Cambridge, MA – Researchers Alex L. Zhang and Omar Khattab from MIT have introduced Recursive Language Models (RLMs), a novel inference strategy designed to overcome the limitations of large language models (LLMs) when processing extensive contexts. This new approach has demonstrated significant performance gains, notably outperforming GPT-5 by over 33% on a challenging long-context benchmark known as OOLONG.
The core innovation of RLMs lies in their ability to "agentically call an LM that works over an environment, storing prompt and context (that evolve over time)," as described by Axel Darmouni in a recent tweet. This allows a "root LM" to interact with a dynamic Python REPL environment, enabling it to decompose complex problems and recursively query sub-LMs for intermediate computations.
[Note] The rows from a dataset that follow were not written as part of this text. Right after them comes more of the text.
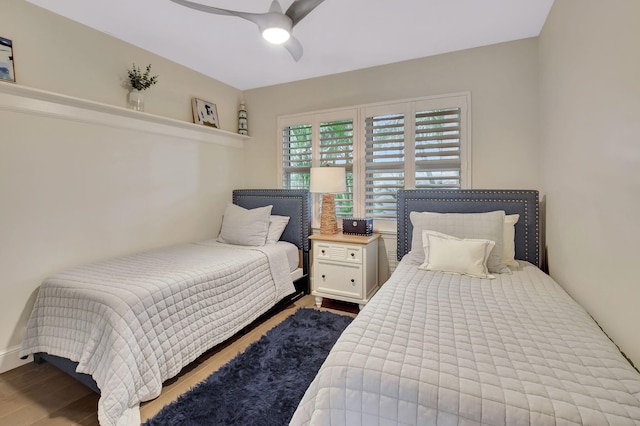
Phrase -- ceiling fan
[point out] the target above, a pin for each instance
(274, 25)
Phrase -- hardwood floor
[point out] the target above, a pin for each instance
(39, 394)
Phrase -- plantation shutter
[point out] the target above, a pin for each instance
(336, 149)
(296, 156)
(384, 164)
(437, 149)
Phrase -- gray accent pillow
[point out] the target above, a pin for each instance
(487, 226)
(245, 227)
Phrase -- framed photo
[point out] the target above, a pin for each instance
(205, 113)
(7, 72)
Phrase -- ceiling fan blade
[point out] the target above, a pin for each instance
(294, 47)
(301, 8)
(256, 18)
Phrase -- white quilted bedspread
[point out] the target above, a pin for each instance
(135, 321)
(434, 348)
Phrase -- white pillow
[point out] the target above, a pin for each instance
(485, 226)
(509, 236)
(276, 228)
(461, 256)
(245, 227)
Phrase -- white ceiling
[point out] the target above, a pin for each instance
(338, 36)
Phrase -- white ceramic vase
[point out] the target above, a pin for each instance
(136, 100)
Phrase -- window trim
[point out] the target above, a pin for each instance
(358, 113)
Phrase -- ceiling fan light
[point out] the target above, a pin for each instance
(276, 35)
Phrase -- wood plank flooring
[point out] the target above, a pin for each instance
(39, 394)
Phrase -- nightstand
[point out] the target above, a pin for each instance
(345, 267)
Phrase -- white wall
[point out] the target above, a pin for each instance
(75, 191)
(590, 151)
(502, 79)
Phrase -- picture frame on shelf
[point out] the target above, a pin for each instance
(205, 113)
(7, 70)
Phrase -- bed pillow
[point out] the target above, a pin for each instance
(484, 226)
(509, 236)
(276, 228)
(446, 253)
(245, 227)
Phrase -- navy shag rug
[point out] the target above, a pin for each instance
(264, 384)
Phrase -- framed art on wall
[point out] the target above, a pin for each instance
(205, 113)
(7, 72)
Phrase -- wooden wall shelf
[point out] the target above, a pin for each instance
(14, 97)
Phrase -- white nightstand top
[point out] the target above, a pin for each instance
(345, 238)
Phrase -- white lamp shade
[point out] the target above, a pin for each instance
(328, 180)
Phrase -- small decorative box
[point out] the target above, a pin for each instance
(356, 226)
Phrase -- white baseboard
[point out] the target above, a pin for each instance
(10, 359)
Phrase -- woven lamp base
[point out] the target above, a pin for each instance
(328, 222)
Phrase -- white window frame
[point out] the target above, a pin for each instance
(359, 113)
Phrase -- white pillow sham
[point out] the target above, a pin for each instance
(446, 253)
(276, 228)
(509, 244)
(245, 227)
(484, 226)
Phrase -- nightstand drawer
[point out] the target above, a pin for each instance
(338, 253)
(340, 280)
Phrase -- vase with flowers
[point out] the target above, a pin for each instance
(139, 82)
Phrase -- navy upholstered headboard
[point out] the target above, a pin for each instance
(286, 202)
(522, 202)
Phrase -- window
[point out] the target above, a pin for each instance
(418, 143)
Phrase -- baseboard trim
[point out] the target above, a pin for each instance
(10, 359)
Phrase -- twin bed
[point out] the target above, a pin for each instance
(434, 347)
(128, 324)
(501, 344)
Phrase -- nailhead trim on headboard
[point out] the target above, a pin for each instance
(251, 198)
(523, 202)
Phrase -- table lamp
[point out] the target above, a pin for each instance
(328, 181)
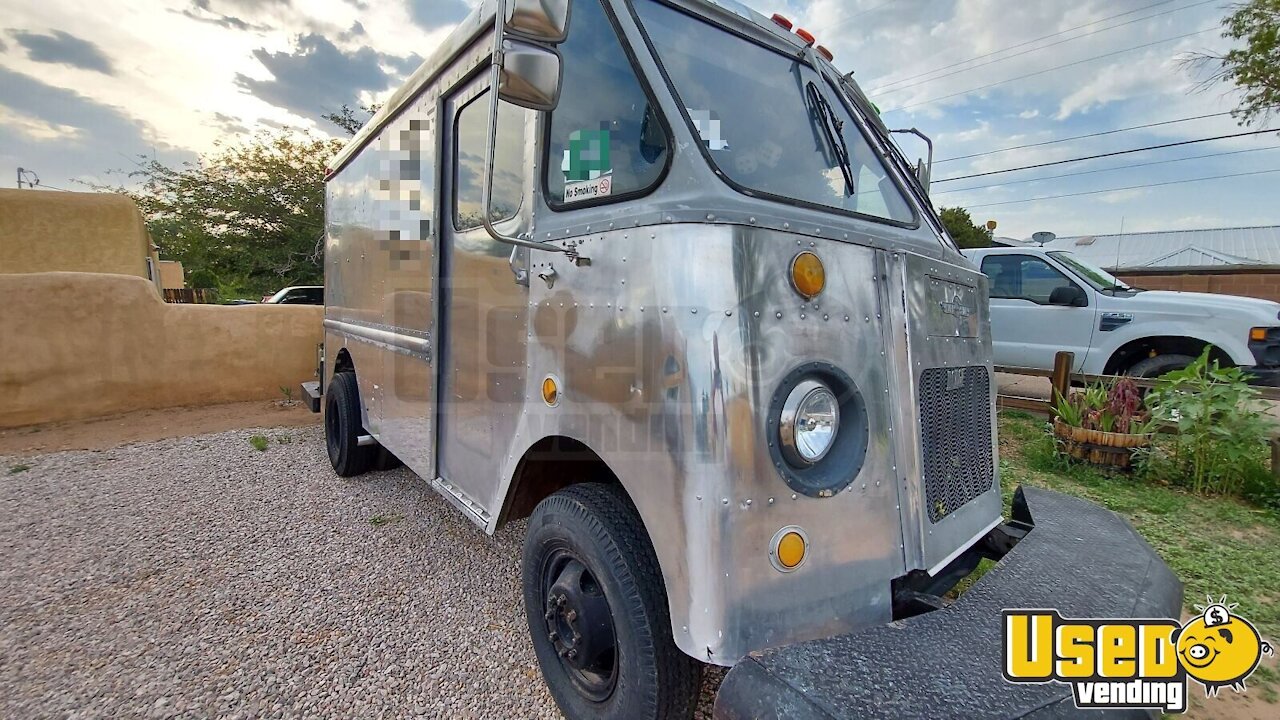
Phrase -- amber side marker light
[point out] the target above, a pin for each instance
(808, 276)
(551, 391)
(789, 548)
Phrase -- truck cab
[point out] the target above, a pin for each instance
(1045, 301)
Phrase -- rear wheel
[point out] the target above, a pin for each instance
(1159, 365)
(597, 610)
(342, 427)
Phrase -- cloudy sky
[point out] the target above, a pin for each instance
(87, 87)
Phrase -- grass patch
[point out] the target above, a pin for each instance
(1215, 545)
(379, 520)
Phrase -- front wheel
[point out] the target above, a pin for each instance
(597, 610)
(1159, 365)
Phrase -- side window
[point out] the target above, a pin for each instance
(604, 139)
(1023, 277)
(470, 132)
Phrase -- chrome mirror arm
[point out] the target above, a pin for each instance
(490, 150)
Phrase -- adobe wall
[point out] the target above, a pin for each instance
(81, 345)
(86, 232)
This method effectively mitigates "context rot," a phenomenon where an LM's performance degrades with increasing input length.
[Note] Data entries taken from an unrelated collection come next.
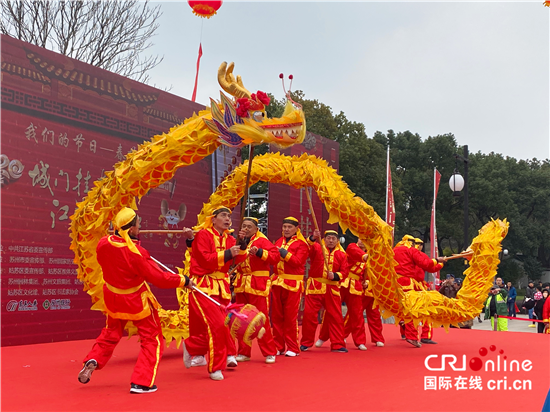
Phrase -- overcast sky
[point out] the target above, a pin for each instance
(477, 70)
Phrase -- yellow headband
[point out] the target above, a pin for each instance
(125, 216)
(291, 220)
(252, 219)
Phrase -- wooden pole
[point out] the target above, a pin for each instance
(464, 255)
(160, 231)
(245, 197)
(316, 226)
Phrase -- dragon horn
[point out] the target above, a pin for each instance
(229, 84)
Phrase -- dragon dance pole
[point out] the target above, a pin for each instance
(245, 197)
(316, 226)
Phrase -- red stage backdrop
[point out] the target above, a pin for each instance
(64, 123)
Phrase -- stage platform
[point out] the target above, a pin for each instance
(392, 378)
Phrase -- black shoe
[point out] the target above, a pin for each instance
(86, 373)
(414, 343)
(142, 389)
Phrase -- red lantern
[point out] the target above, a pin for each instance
(205, 8)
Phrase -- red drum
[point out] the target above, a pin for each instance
(247, 325)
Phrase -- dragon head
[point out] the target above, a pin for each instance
(243, 120)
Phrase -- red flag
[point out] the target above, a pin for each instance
(197, 75)
(433, 231)
(390, 204)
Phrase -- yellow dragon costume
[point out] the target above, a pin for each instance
(239, 121)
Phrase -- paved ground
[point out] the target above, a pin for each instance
(513, 325)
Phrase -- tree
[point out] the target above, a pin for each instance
(107, 34)
(498, 187)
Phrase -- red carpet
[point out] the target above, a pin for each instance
(44, 378)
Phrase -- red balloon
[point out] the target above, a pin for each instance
(205, 8)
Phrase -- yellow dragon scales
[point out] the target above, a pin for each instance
(240, 121)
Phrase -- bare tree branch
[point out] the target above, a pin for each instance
(109, 34)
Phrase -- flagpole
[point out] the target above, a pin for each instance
(387, 180)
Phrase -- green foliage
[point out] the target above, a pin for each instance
(499, 187)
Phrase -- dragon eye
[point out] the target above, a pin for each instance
(258, 116)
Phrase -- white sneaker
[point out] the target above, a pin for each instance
(198, 361)
(216, 376)
(231, 362)
(187, 360)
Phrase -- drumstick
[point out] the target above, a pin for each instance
(316, 227)
(235, 268)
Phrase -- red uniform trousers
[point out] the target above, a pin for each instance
(284, 317)
(408, 329)
(151, 341)
(333, 317)
(374, 320)
(354, 322)
(266, 343)
(411, 332)
(208, 333)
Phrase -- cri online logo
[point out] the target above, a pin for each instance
(435, 363)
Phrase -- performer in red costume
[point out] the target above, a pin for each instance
(287, 286)
(410, 271)
(212, 252)
(358, 291)
(546, 315)
(253, 284)
(127, 267)
(323, 290)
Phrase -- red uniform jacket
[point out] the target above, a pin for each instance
(411, 265)
(356, 276)
(546, 313)
(253, 275)
(318, 276)
(208, 266)
(126, 293)
(290, 270)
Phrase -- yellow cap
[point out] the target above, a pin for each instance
(125, 216)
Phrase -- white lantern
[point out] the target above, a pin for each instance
(456, 182)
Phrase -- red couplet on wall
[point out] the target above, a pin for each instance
(65, 123)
RLMs address the critical challenge of handling unbounded input context lengths and mitigating performance degradation in long conversations or documents. By allowing the root LM to interact with a context stored as a variable, it can employ strategies such as peeking, grepping, partitioning, and summarization to efficiently process vast amounts of information. Omar Khattab highlighted this aspect, stating, "> while the results are incredible, my favorite part of Alex's post is studying what the recursive LM actually decides what to do how does it take a variable with 10M tokens and figures it out you see strategies like: peeking, map/reduce, summarization, and output accumulation."
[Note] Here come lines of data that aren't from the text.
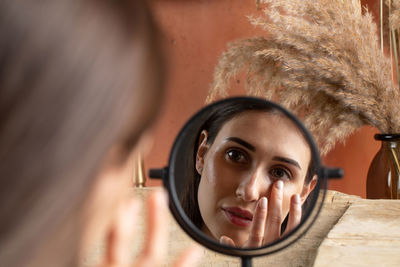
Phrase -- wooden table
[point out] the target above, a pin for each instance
(350, 231)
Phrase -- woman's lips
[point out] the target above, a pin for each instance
(238, 216)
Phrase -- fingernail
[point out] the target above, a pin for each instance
(263, 203)
(279, 185)
(297, 199)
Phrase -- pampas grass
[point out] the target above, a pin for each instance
(322, 60)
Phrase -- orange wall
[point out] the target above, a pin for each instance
(196, 33)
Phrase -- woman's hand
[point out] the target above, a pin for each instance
(267, 219)
(121, 235)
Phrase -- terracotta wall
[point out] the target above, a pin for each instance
(196, 33)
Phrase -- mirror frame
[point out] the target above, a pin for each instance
(323, 173)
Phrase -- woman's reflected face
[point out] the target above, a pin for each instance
(250, 153)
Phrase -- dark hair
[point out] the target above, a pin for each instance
(76, 78)
(213, 124)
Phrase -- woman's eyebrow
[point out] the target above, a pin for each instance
(287, 160)
(242, 142)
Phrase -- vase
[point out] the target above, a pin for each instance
(383, 179)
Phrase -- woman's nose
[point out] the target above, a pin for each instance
(253, 187)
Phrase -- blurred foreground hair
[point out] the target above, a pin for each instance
(76, 78)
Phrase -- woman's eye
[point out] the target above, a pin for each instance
(280, 173)
(236, 156)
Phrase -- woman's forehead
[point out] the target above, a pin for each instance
(272, 133)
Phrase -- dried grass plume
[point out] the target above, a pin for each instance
(321, 59)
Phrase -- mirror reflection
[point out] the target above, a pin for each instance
(245, 173)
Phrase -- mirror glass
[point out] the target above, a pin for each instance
(244, 177)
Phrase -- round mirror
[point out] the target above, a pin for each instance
(245, 178)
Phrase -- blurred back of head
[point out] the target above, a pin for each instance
(76, 77)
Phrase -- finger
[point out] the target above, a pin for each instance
(294, 213)
(224, 240)
(274, 217)
(256, 236)
(121, 234)
(154, 250)
(189, 257)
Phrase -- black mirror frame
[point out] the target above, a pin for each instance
(180, 216)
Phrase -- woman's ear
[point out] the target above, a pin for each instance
(307, 189)
(201, 151)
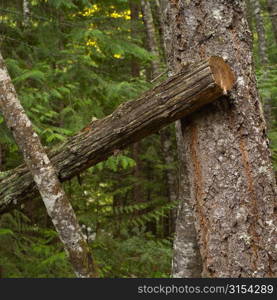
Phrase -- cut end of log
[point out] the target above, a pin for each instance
(223, 75)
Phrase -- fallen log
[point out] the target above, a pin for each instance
(175, 98)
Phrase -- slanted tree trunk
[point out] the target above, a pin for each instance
(263, 58)
(151, 39)
(173, 99)
(186, 255)
(57, 205)
(138, 195)
(272, 9)
(260, 31)
(186, 261)
(249, 14)
(165, 139)
(232, 186)
(26, 12)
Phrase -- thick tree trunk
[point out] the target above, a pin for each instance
(170, 174)
(272, 9)
(166, 144)
(151, 37)
(57, 205)
(135, 72)
(263, 58)
(26, 12)
(186, 261)
(175, 98)
(249, 14)
(260, 31)
(186, 255)
(232, 186)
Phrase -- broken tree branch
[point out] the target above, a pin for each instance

Beyond the OOLONG benchmark, where RLM(GPT-5-mini) delivered more than double the correct answers compared to GPT-5, the researchers also tested RLMs on the BrowseComp-Plus benchmark. Here, RLMs demonstrated the capacity to handle contexts exceeding 10 million tokens without significant performance degradation, a considerable improvement over traditional LLM approaches. The researchers suggest that RLMs represent a significant step forward in general-purpose inference-time scaling, building upon prior work in reasoning and agent models.